Hoy era un día especial. Al fin, había conseguido mejorar lo suficiente como para montar en mi glider y salir a explorar otros mundos por mi cuenta, sin necesidad de Maestros que me vigilaran.
Me lo había comunicado mi Maestra, Lyn, tras la sesión de entrenamiento del día. Mientras reponía fuerzas, se acercó a mí y me lo soltó con su típico carácter, parco de halagos y miramientos; pero no me molestó. Ya conocía a mi Maestra: aunque no exteriorizara los sentimientos, los tenía.
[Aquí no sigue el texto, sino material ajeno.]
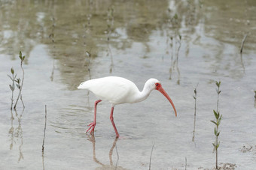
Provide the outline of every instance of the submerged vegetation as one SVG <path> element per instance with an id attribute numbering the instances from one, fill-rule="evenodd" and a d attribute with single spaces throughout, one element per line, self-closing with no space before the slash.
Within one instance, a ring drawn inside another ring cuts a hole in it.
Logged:
<path id="1" fill-rule="evenodd" d="M 19 57 L 20 57 L 20 67 L 21 67 L 21 70 L 23 70 L 23 78 L 22 78 L 22 79 L 20 79 L 20 78 L 17 78 L 17 74 L 14 76 L 14 70 L 13 67 L 11 67 L 11 76 L 8 75 L 8 76 L 12 81 L 12 85 L 9 85 L 10 89 L 11 90 L 11 110 L 12 110 L 12 109 L 13 109 L 14 100 L 14 90 L 15 90 L 14 82 L 17 83 L 16 86 L 19 89 L 19 94 L 17 97 L 14 109 L 16 109 L 16 106 L 17 106 L 17 104 L 18 103 L 19 99 L 20 99 L 20 100 L 23 103 L 23 109 L 25 108 L 25 105 L 24 105 L 24 103 L 23 103 L 23 98 L 22 98 L 22 94 L 21 94 L 21 91 L 23 89 L 23 82 L 24 82 L 24 74 L 25 74 L 24 69 L 23 67 L 23 62 L 25 59 L 25 56 L 23 56 L 22 52 L 20 51 Z"/>
<path id="2" fill-rule="evenodd" d="M 221 94 L 220 91 L 220 86 L 221 86 L 221 82 L 215 82 L 218 88 L 216 89 L 216 92 L 217 92 L 217 95 L 218 95 L 218 98 L 217 98 L 217 109 L 216 111 L 213 110 L 213 113 L 215 115 L 215 121 L 211 121 L 211 122 L 212 122 L 213 124 L 215 124 L 215 127 L 214 129 L 214 132 L 215 132 L 215 142 L 214 143 L 212 143 L 213 145 L 213 150 L 215 152 L 215 159 L 216 159 L 216 165 L 215 165 L 215 168 L 216 169 L 218 169 L 218 148 L 220 146 L 220 142 L 218 141 L 218 136 L 220 135 L 220 132 L 218 130 L 218 127 L 221 124 L 221 121 L 222 118 L 222 115 L 220 115 L 220 112 L 218 112 L 218 99 L 219 99 L 219 95 Z"/>

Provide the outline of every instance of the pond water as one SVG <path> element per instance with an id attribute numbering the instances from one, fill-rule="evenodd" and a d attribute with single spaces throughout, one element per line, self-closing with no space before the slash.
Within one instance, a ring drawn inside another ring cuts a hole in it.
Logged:
<path id="1" fill-rule="evenodd" d="M 0 169 L 212 169 L 221 81 L 219 166 L 254 169 L 255 11 L 253 0 L 0 1 Z M 20 51 L 25 109 L 19 101 L 11 111 L 7 75 L 22 78 Z M 85 133 L 97 98 L 77 86 L 107 76 L 140 90 L 159 79 L 177 118 L 153 91 L 115 106 L 120 139 L 104 102 L 94 136 Z"/>

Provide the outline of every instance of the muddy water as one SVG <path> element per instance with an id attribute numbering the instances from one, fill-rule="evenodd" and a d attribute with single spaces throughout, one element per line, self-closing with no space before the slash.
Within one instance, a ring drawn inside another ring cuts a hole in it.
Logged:
<path id="1" fill-rule="evenodd" d="M 255 10 L 254 1 L 0 1 L 1 169 L 148 169 L 153 145 L 151 169 L 212 169 L 215 81 L 220 166 L 254 169 Z M 7 74 L 13 67 L 22 77 L 20 50 L 26 108 L 11 112 Z M 108 103 L 98 105 L 95 136 L 86 134 L 97 99 L 76 87 L 106 76 L 140 90 L 160 80 L 178 117 L 153 91 L 115 107 L 119 139 Z"/>

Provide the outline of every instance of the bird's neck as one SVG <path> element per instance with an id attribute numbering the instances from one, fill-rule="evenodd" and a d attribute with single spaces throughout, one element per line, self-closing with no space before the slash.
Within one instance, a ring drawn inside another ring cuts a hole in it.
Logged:
<path id="1" fill-rule="evenodd" d="M 144 85 L 143 90 L 142 91 L 139 91 L 139 93 L 138 94 L 136 102 L 141 102 L 145 100 L 148 98 L 151 91 L 152 89 L 148 88 L 148 86 L 145 84 Z"/>

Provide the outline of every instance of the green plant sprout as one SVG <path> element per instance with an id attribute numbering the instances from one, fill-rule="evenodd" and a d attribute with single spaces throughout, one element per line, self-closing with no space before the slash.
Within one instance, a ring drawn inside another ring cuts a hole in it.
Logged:
<path id="1" fill-rule="evenodd" d="M 19 92 L 18 97 L 17 97 L 17 98 L 16 100 L 16 103 L 14 104 L 14 109 L 16 109 L 17 103 L 18 103 L 18 100 L 19 100 L 20 98 L 20 100 L 21 100 L 21 102 L 22 102 L 22 103 L 23 105 L 23 109 L 25 108 L 24 103 L 23 101 L 22 95 L 21 95 L 21 91 L 22 91 L 22 88 L 23 88 L 23 82 L 24 82 L 24 73 L 24 73 L 24 69 L 23 67 L 23 61 L 25 59 L 25 56 L 23 56 L 23 54 L 22 54 L 22 52 L 20 51 L 19 57 L 20 57 L 20 67 L 21 67 L 21 69 L 23 70 L 23 79 L 21 79 L 21 84 L 20 84 L 20 79 L 17 79 L 15 80 L 15 82 L 17 82 L 16 85 L 19 88 L 20 92 Z"/>
<path id="2" fill-rule="evenodd" d="M 220 91 L 220 86 L 221 86 L 221 82 L 215 82 L 218 88 L 216 89 L 216 92 L 218 94 L 218 98 L 217 98 L 217 109 L 213 110 L 213 113 L 215 115 L 215 121 L 211 121 L 211 122 L 212 122 L 213 124 L 215 124 L 216 125 L 216 127 L 214 129 L 214 132 L 215 132 L 215 143 L 212 143 L 213 145 L 213 151 L 215 151 L 215 154 L 216 154 L 216 169 L 218 169 L 218 148 L 220 146 L 220 142 L 218 141 L 218 136 L 220 135 L 220 131 L 218 130 L 218 127 L 219 125 L 221 124 L 221 118 L 222 118 L 222 115 L 220 115 L 220 112 L 218 112 L 218 99 L 219 99 L 219 95 L 221 92 L 221 91 Z"/>
<path id="3" fill-rule="evenodd" d="M 13 105 L 14 105 L 14 91 L 15 90 L 15 85 L 14 85 L 14 82 L 15 82 L 15 79 L 17 76 L 17 74 L 14 76 L 14 70 L 13 67 L 11 67 L 11 76 L 10 75 L 7 75 L 8 77 L 10 77 L 11 80 L 12 81 L 12 85 L 9 85 L 10 89 L 11 91 L 11 110 L 13 109 Z"/>
<path id="4" fill-rule="evenodd" d="M 195 112 L 194 114 L 194 130 L 193 130 L 193 137 L 192 137 L 192 142 L 194 142 L 195 139 L 195 132 L 196 132 L 196 118 L 197 118 L 197 88 L 198 86 L 198 83 L 197 85 L 197 87 L 194 90 L 194 95 L 193 96 L 194 99 L 195 100 Z"/>

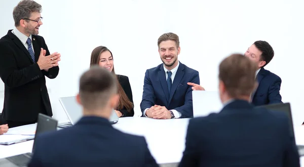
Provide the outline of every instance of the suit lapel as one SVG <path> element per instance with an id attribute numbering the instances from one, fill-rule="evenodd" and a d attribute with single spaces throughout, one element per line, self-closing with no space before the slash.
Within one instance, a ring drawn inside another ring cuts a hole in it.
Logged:
<path id="1" fill-rule="evenodd" d="M 258 73 L 257 73 L 257 75 L 256 75 L 256 79 L 257 81 L 258 86 L 257 86 L 257 87 L 256 88 L 256 89 L 254 90 L 254 91 L 252 93 L 252 95 L 251 96 L 251 100 L 252 100 L 252 99 L 253 98 L 253 97 L 255 95 L 255 93 L 256 92 L 256 90 L 257 90 L 257 89 L 258 88 L 258 87 L 260 84 L 260 82 L 261 82 L 261 80 L 262 80 L 262 79 L 263 79 L 263 78 L 264 77 L 264 76 L 265 75 L 264 72 L 265 72 L 265 69 L 264 69 L 264 68 L 262 67 L 260 69 L 260 71 L 258 72 Z"/>
<path id="2" fill-rule="evenodd" d="M 33 48 L 34 48 L 34 52 L 35 52 L 35 62 L 37 62 L 39 58 L 39 56 L 40 55 L 40 48 L 39 47 L 38 43 L 37 43 L 36 37 L 33 35 L 32 35 L 32 43 L 33 44 Z"/>
<path id="3" fill-rule="evenodd" d="M 33 63 L 33 60 L 30 57 L 30 55 L 29 54 L 29 52 L 28 52 L 28 51 L 26 50 L 26 48 L 25 48 L 20 40 L 16 35 L 15 35 L 15 34 L 13 34 L 11 31 L 9 31 L 8 34 L 11 37 L 11 39 L 14 41 L 14 43 L 15 43 L 16 45 L 17 45 L 23 52 L 24 52 L 24 53 L 27 56 L 27 58 L 29 59 L 31 62 Z"/>
<path id="4" fill-rule="evenodd" d="M 169 101 L 169 90 L 168 89 L 168 86 L 167 85 L 167 81 L 166 80 L 166 74 L 165 74 L 165 70 L 164 70 L 163 65 L 160 66 L 160 71 L 159 71 L 159 78 L 161 82 L 161 85 L 163 88 L 164 93 L 165 93 L 165 96 L 167 101 Z"/>
<path id="5" fill-rule="evenodd" d="M 184 73 L 184 65 L 183 64 L 179 63 L 179 66 L 177 69 L 177 71 L 176 71 L 175 76 L 174 76 L 174 79 L 173 79 L 173 83 L 172 84 L 172 86 L 171 86 L 171 89 L 170 92 L 168 101 L 169 104 L 170 104 L 170 102 L 172 99 L 173 95 L 174 94 L 174 93 L 176 90 L 176 88 L 177 88 L 178 84 L 180 82 L 180 80 L 181 80 L 181 78 L 182 78 Z"/>

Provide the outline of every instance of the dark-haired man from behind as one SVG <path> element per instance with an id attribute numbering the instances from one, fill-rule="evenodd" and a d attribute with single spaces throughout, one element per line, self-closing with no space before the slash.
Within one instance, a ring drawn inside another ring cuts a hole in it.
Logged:
<path id="1" fill-rule="evenodd" d="M 299 167 L 290 122 L 284 112 L 249 103 L 256 66 L 235 54 L 219 65 L 218 113 L 189 121 L 179 166 Z"/>
<path id="2" fill-rule="evenodd" d="M 83 117 L 69 128 L 37 136 L 29 167 L 158 166 L 144 137 L 109 122 L 119 100 L 115 77 L 97 66 L 82 75 L 76 100 Z"/>
<path id="3" fill-rule="evenodd" d="M 256 75 L 258 86 L 253 91 L 251 96 L 251 102 L 254 105 L 282 103 L 282 96 L 280 94 L 282 79 L 264 68 L 270 62 L 274 54 L 271 46 L 263 40 L 254 42 L 244 54 L 254 62 L 258 67 Z"/>

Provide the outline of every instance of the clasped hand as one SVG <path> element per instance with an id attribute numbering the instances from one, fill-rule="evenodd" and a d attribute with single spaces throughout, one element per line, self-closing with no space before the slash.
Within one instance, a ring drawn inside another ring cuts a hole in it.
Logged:
<path id="1" fill-rule="evenodd" d="M 155 105 L 146 111 L 146 114 L 149 118 L 155 119 L 170 119 L 171 115 L 166 107 Z"/>
<path id="2" fill-rule="evenodd" d="M 51 55 L 46 56 L 47 51 L 41 48 L 40 55 L 37 61 L 41 70 L 48 71 L 49 69 L 58 66 L 58 62 L 61 60 L 61 55 L 60 53 L 55 52 Z"/>

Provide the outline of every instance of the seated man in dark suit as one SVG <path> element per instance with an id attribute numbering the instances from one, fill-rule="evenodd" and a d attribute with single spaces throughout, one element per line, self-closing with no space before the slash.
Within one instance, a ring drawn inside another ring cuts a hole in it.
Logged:
<path id="1" fill-rule="evenodd" d="M 274 55 L 272 47 L 267 41 L 262 40 L 254 42 L 244 54 L 244 56 L 253 61 L 258 67 L 255 75 L 259 84 L 257 89 L 252 91 L 251 96 L 251 102 L 255 106 L 282 103 L 280 94 L 282 79 L 279 76 L 264 68 Z M 199 85 L 188 84 L 193 86 L 192 89 L 194 90 L 205 91 L 205 89 Z"/>
<path id="2" fill-rule="evenodd" d="M 270 45 L 262 40 L 254 42 L 244 54 L 256 63 L 258 68 L 256 72 L 258 87 L 251 94 L 251 101 L 254 105 L 282 103 L 280 94 L 282 79 L 264 68 L 270 62 L 274 54 Z"/>
<path id="3" fill-rule="evenodd" d="M 92 67 L 80 78 L 83 117 L 69 128 L 37 136 L 28 166 L 158 166 L 144 137 L 109 122 L 119 96 L 116 76 Z"/>
<path id="4" fill-rule="evenodd" d="M 158 45 L 164 63 L 146 71 L 140 103 L 142 116 L 156 119 L 192 117 L 192 89 L 187 82 L 199 85 L 199 72 L 178 61 L 177 35 L 163 34 Z"/>
<path id="5" fill-rule="evenodd" d="M 221 62 L 224 107 L 189 120 L 180 166 L 299 166 L 287 115 L 249 103 L 256 70 L 256 64 L 240 54 Z"/>

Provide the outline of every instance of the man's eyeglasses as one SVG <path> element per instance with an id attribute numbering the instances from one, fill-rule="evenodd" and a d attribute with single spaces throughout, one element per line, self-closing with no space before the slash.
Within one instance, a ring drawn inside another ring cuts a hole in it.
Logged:
<path id="1" fill-rule="evenodd" d="M 41 21 L 42 21 L 42 19 L 43 19 L 43 18 L 41 17 L 40 19 L 36 20 L 31 20 L 31 19 L 27 19 L 27 18 L 25 18 L 23 19 L 23 20 L 30 20 L 30 21 L 34 21 L 37 22 L 37 23 L 39 23 L 39 22 Z"/>

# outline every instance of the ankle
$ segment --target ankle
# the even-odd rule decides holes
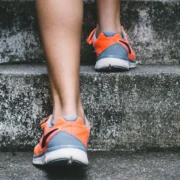
[[[114,26],[107,26],[107,27],[102,27],[100,25],[97,25],[96,28],[96,37],[98,37],[100,35],[100,33],[102,32],[115,32],[115,33],[119,33],[122,34],[122,28],[121,25],[114,25]]]
[[[80,107],[64,107],[58,111],[53,112],[53,123],[56,123],[62,116],[78,116],[84,118],[84,111]]]

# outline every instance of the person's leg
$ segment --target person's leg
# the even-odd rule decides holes
[[[87,42],[93,43],[97,71],[124,71],[136,67],[136,56],[120,24],[120,0],[97,0],[97,28]]]
[[[36,0],[53,96],[53,116],[41,122],[44,134],[33,163],[88,164],[89,123],[80,99],[79,66],[82,0]]]
[[[120,0],[97,0],[97,35],[101,32],[121,33]]]
[[[79,91],[82,0],[36,0],[53,96],[53,116],[83,116]]]

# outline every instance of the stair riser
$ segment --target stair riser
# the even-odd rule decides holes
[[[142,64],[179,64],[180,6],[178,1],[122,1],[121,22]],[[1,1],[0,63],[44,62],[34,1]],[[94,3],[85,3],[82,64],[94,64],[85,39],[96,25]]]
[[[180,75],[81,73],[91,150],[180,148]],[[0,76],[0,150],[29,150],[51,113],[46,74]]]

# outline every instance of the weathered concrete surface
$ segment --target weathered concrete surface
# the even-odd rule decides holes
[[[180,148],[180,68],[140,66],[125,73],[81,67],[81,93],[92,131],[91,150]],[[51,113],[44,66],[0,66],[0,150],[38,142]]]
[[[87,168],[38,169],[32,153],[0,153],[2,180],[179,180],[179,153],[90,152]]]
[[[122,1],[121,21],[141,64],[179,64],[179,1]],[[96,7],[85,2],[82,64],[93,64],[95,54],[85,39],[95,27]],[[44,62],[34,1],[1,1],[0,63]]]

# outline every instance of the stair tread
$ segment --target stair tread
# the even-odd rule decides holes
[[[94,66],[80,66],[81,73],[96,73]],[[113,72],[113,73],[103,73],[104,75],[139,75],[139,74],[177,74],[180,75],[180,65],[139,65],[136,69],[131,69],[127,72]],[[0,65],[0,75],[37,75],[37,74],[47,74],[45,65]],[[102,74],[102,73],[100,73]]]
[[[32,153],[0,153],[3,180],[178,180],[180,153],[90,152],[85,169],[61,167],[38,169]]]

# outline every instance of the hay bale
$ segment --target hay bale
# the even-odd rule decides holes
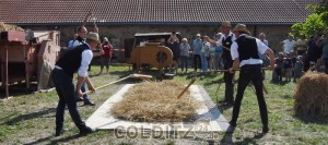
[[[0,32],[7,32],[7,31],[24,32],[22,27],[4,24],[3,22],[0,22]]]
[[[180,122],[197,119],[199,102],[186,92],[185,85],[174,81],[143,82],[134,85],[120,102],[112,108],[114,117],[137,122]]]
[[[307,72],[297,82],[294,97],[297,116],[328,117],[328,75]]]

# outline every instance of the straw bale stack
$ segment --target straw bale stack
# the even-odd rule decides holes
[[[0,32],[7,32],[7,31],[24,32],[22,27],[4,24],[3,22],[0,22]]]
[[[143,82],[130,88],[110,112],[118,119],[137,122],[196,120],[200,102],[191,98],[189,90],[177,99],[184,88],[184,84],[174,81]]]
[[[297,82],[294,97],[297,116],[328,117],[328,75],[307,72]]]

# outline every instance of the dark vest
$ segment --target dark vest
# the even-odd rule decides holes
[[[225,37],[223,40],[222,40],[222,46],[226,47],[226,48],[231,48],[231,45],[233,44],[232,41],[232,36],[233,35],[230,35],[227,37]],[[226,50],[225,48],[223,48],[223,53],[222,53],[222,58],[225,60],[225,61],[231,61],[232,62],[232,58],[231,58],[231,52],[229,50]]]
[[[239,53],[239,61],[247,59],[260,59],[258,56],[258,48],[256,44],[256,39],[250,36],[241,36],[236,39],[238,44],[238,53]]]
[[[77,46],[74,49],[67,50],[56,62],[56,65],[60,67],[69,76],[73,77],[73,74],[81,65],[82,52],[86,49],[90,49],[89,46],[83,44]]]

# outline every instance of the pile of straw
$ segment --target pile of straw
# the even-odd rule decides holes
[[[0,22],[0,32],[7,32],[7,31],[24,32],[22,27],[4,24],[3,22]]]
[[[137,122],[194,121],[200,102],[191,98],[189,90],[177,99],[184,88],[174,81],[143,82],[131,87],[110,111],[118,119]]]
[[[297,116],[328,117],[328,75],[307,72],[297,83],[294,109]]]

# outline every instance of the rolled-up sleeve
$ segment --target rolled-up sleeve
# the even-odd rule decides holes
[[[87,69],[89,69],[89,64],[92,60],[92,57],[93,57],[93,55],[92,55],[91,50],[84,50],[82,52],[82,61],[81,61],[81,65],[78,70],[79,76],[83,76],[83,77],[87,76]]]

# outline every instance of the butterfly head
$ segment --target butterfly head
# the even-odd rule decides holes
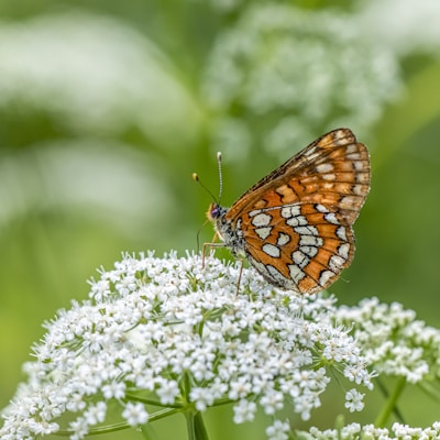
[[[209,208],[208,208],[208,212],[207,212],[208,220],[216,223],[220,217],[224,216],[226,211],[227,211],[226,208],[221,207],[217,202],[213,202],[213,204],[209,205]]]

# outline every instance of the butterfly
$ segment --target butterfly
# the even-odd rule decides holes
[[[351,130],[333,130],[263,177],[230,208],[211,204],[207,217],[221,243],[205,246],[230,249],[274,286],[300,294],[323,290],[353,260],[352,224],[370,178],[366,146]]]

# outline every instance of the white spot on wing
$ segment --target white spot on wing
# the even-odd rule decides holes
[[[295,264],[289,264],[288,268],[290,278],[296,284],[298,284],[306,276],[306,274],[298,266],[295,266]]]
[[[256,228],[255,232],[256,234],[262,239],[265,240],[267,239],[268,235],[271,235],[272,227],[263,227],[263,228]]]
[[[300,227],[308,224],[307,219],[304,216],[292,217],[286,220],[286,223],[290,227]]]
[[[287,244],[290,241],[290,235],[285,234],[283,232],[279,232],[278,239],[276,241],[276,244],[278,244],[278,246],[284,246],[285,244]]]
[[[306,267],[310,263],[310,258],[305,255],[301,251],[295,251],[292,254],[292,260],[300,268]]]
[[[324,287],[327,283],[336,274],[331,271],[322,271],[319,275],[319,285]]]
[[[252,224],[255,228],[266,227],[268,223],[271,223],[271,220],[272,216],[270,216],[268,213],[260,212],[255,217],[253,217]]]
[[[331,258],[329,260],[329,267],[333,272],[338,273],[338,272],[341,271],[341,268],[343,267],[344,263],[345,263],[345,260],[342,258],[341,256],[332,255]]]
[[[316,246],[301,246],[300,251],[307,255],[308,257],[312,258],[318,253],[318,248]]]
[[[315,235],[319,237],[318,230],[315,227],[297,227],[294,231],[299,235]]]
[[[338,246],[338,254],[342,256],[344,260],[349,260],[350,244],[343,243]]]
[[[315,205],[315,209],[319,212],[329,212],[329,210],[321,204]]]
[[[268,256],[272,256],[274,258],[278,258],[280,255],[279,248],[271,243],[263,244],[262,251],[265,252]]]

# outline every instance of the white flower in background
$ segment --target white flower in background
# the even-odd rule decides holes
[[[0,108],[44,109],[74,133],[136,127],[194,142],[200,109],[161,50],[114,18],[66,12],[0,25]]]
[[[396,55],[353,14],[254,2],[218,35],[202,90],[218,112],[215,143],[248,131],[284,156],[336,127],[365,134],[399,89]]]
[[[238,292],[239,271],[215,258],[202,268],[199,256],[174,253],[125,255],[101,271],[88,300],[46,324],[0,437],[81,439],[110,424],[109,407],[130,428],[164,411],[231,403],[235,422],[253,420],[260,407],[273,419],[267,436],[285,439],[282,414],[308,419],[329,370],[372,387],[354,340],[331,324],[332,299],[278,290],[252,270],[243,270]],[[358,396],[348,396],[356,409]]]
[[[309,433],[316,440],[431,440],[439,438],[440,424],[435,422],[429,428],[414,428],[407,425],[394,424],[392,429],[376,428],[373,425],[351,424],[341,429],[327,429],[323,431],[318,428],[310,428]]]

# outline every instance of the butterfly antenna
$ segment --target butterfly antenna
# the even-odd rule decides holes
[[[220,200],[221,200],[221,196],[223,194],[223,173],[221,170],[221,153],[218,152],[217,153],[217,166],[219,167],[219,205],[220,205]]]
[[[197,173],[193,173],[193,180],[197,182],[212,197],[213,201],[217,204],[217,197],[208,189],[208,187],[204,185]]]
[[[217,205],[220,205],[221,196],[223,194],[223,174],[222,174],[222,170],[221,170],[221,153],[220,152],[217,153],[217,166],[218,166],[218,169],[219,169],[219,185],[220,185],[219,197],[216,197],[208,189],[208,187],[205,186],[205,184],[200,180],[199,175],[197,173],[193,173],[193,180],[197,182],[212,197],[213,201]]]

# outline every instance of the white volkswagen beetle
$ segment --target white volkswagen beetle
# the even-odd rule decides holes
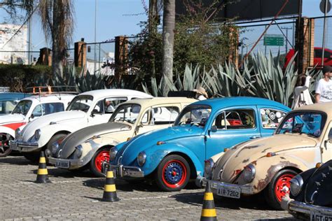
[[[15,131],[11,149],[24,153],[25,157],[36,161],[42,150],[51,149],[52,144],[62,140],[70,133],[81,128],[109,121],[116,106],[137,98],[152,96],[131,90],[98,90],[75,97],[66,111],[39,117]]]
[[[9,142],[15,138],[17,129],[22,129],[29,122],[41,116],[64,111],[74,97],[56,92],[41,93],[22,99],[10,114],[0,115],[0,157],[11,153]]]

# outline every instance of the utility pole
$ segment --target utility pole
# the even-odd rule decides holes
[[[286,29],[286,45],[285,45],[285,50],[286,50],[286,54],[288,52],[288,30],[292,29],[293,28],[290,27],[282,27],[282,29]]]

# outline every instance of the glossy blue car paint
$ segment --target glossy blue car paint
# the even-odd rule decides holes
[[[274,129],[262,127],[260,111],[269,108],[287,113],[290,108],[272,101],[253,97],[232,97],[207,99],[188,105],[182,112],[192,106],[208,106],[211,113],[204,127],[195,125],[177,125],[149,131],[116,146],[118,154],[111,164],[139,167],[144,176],[153,173],[160,161],[170,154],[184,157],[193,165],[193,174],[203,173],[204,162],[212,156],[250,138],[270,136]],[[212,131],[212,124],[216,117],[225,110],[235,108],[248,109],[254,112],[256,127],[250,129],[219,130]],[[162,144],[157,144],[163,141]],[[144,151],[146,155],[145,164],[139,166],[137,156]],[[120,159],[119,159],[120,158]],[[191,173],[193,174],[193,173]]]

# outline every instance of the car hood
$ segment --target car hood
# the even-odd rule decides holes
[[[0,115],[0,125],[20,122],[22,122],[25,118],[25,115],[18,113]]]
[[[81,110],[62,111],[44,115],[27,124],[22,131],[22,136],[25,136],[27,132],[33,134],[37,129],[49,125],[50,122],[59,124],[65,121],[85,118],[85,115],[86,113]]]
[[[291,149],[316,145],[316,141],[310,137],[288,134],[277,134],[247,141],[230,148],[217,160],[213,178],[216,179],[222,169],[220,180],[233,182],[236,170],[242,170],[251,162],[266,156],[268,152],[278,154]]]
[[[117,155],[122,156],[122,164],[130,165],[137,157],[138,154],[147,148],[152,148],[158,141],[172,143],[179,138],[201,134],[204,129],[196,126],[175,126],[156,131],[152,131],[141,135],[132,141],[128,142]],[[164,144],[165,145],[165,144]]]
[[[119,131],[130,130],[131,128],[130,125],[126,124],[107,122],[79,129],[71,133],[63,140],[59,148],[59,150],[62,150],[60,158],[68,158],[75,150],[75,147],[88,139],[91,139],[93,136],[101,136]],[[93,142],[93,140],[91,139],[91,141]]]
[[[317,206],[332,205],[332,160],[318,168],[305,188],[305,200]]]

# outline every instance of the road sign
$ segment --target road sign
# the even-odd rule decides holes
[[[331,10],[331,2],[329,0],[321,0],[321,3],[319,3],[319,9],[323,13],[325,13],[325,3],[326,1],[327,1],[327,8],[326,8],[326,13],[328,13],[328,12]]]
[[[282,34],[265,34],[264,36],[264,45],[284,46],[284,36]]]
Había estado esperando con ansia tener un día libre. Después de todo, no hay nada más cierto que, cuando le abres la puerta de la jaula al pájaro, enseguida echa a volar.
No busqué acompañantes, me gustaba la idea de enfrentarme sola a un terreno desconocido. Afán de aventura, por llamarlo de alguna manera.
Así, aquel día me preparé para salir a explorar el universo y, por qué no, un mundo nuevo. Me puse una cazadora y cogí todo lo que tenía a mi alcance: mi cuaderno, la brújula que me regaló mi padre y una cuerda que había comprado hace poco. Lo metí todo en mi zurrón y salí a los jardines. Respiré el suave aire siempre reinante en aquel mi nuevo hogar y, sin más dilación, partí hacia lo desconocido.
Tras un merodeo por las inmensidades del Intersticio, logré encontrar un mundo donde aterrizar. Aparecí sobre un espeso bosque que se extendía sobre todo el plano. Volé con el glider hasta encontrar un plano donde aterrizar. Observé mi alrededor: una marea de pinos y encinas que se peleaban por abrirse paso hasta un cielo, donde las nubes dejaban entrever los tímidos rayos del sol del atardecer. Agradecí el haber traído mi chaqueta, pues soplaba un frío y puro viento de tramontana que me erizaba el vello de la nuca.
Me recoloqué el zurrón y me interné en el bosque. Lo mejor sería, por ahora, buscar un poblado. Y quedaba poco para la noche.